Police officers suspected the defendant of committing a murder and brought him to their office. After being read his rights under the Uniform Code of Military Justice (similar to Miranda rights), the defendant waived his rights to remain silent or to consult with an attorney and agreed to be interviewed by the officers. About a half hour into the interview, the defendant stated “Maybe I should talk to a lawyer.” The officers stated this request would be respected if the defendant wanted to speak to an attorney. The defendant stated “No, I’m not asking for a lawyer,” and continued with the interview for another hour. At that point, the defendant confirmed that he wanted to speak to an attorney before saying anything else and the interview was terminated. The government used several incriminating statements made during the interview at the defendant’s court-martial.
Whether the defendant’s statement concerning whether he should speak to a lawyer was a legal request for an attorney?
No. The defendant’s request for counsel must be unequivocal.
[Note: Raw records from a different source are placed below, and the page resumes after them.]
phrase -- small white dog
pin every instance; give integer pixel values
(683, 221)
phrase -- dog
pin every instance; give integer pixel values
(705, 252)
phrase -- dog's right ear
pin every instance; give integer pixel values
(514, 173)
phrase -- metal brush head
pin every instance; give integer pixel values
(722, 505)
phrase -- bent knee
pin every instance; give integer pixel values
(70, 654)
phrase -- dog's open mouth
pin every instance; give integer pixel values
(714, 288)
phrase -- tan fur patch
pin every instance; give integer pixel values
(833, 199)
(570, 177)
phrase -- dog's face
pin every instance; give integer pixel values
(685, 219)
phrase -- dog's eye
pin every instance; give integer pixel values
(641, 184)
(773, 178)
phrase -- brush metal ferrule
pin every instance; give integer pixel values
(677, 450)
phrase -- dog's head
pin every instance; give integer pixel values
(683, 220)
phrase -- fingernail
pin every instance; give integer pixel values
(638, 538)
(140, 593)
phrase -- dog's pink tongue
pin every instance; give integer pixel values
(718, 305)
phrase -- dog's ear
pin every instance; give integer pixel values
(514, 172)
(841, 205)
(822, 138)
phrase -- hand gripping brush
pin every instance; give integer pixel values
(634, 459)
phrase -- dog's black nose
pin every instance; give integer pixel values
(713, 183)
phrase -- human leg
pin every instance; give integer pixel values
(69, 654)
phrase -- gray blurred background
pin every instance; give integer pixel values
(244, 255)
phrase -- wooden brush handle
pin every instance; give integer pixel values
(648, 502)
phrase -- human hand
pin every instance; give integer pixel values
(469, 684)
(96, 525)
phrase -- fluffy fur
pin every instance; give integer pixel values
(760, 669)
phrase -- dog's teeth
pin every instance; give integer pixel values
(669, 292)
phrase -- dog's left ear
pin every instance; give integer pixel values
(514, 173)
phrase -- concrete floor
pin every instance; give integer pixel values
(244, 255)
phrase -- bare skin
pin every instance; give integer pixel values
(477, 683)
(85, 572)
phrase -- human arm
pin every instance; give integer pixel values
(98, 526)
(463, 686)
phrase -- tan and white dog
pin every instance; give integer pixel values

The right to request counsel during custodial interrogation was designed to act as a safeguard against the police badgering a defendant into waiving previously asserted Miranda rights. At that moment, the government must discontinue their efforts to interview a suspect. However, the suspect must assert his right before this safeguard takes effect. The Supreme Court noted that it has a long history of denying the assertion of rights based on ambiguous references by a suspect. The suspect must articulate his desire to have counsel present in a sufficiently clear manner so that a reasonable officer would understand that such articulation is a request for counsel. Otherwise, questioning of the suspect may continue.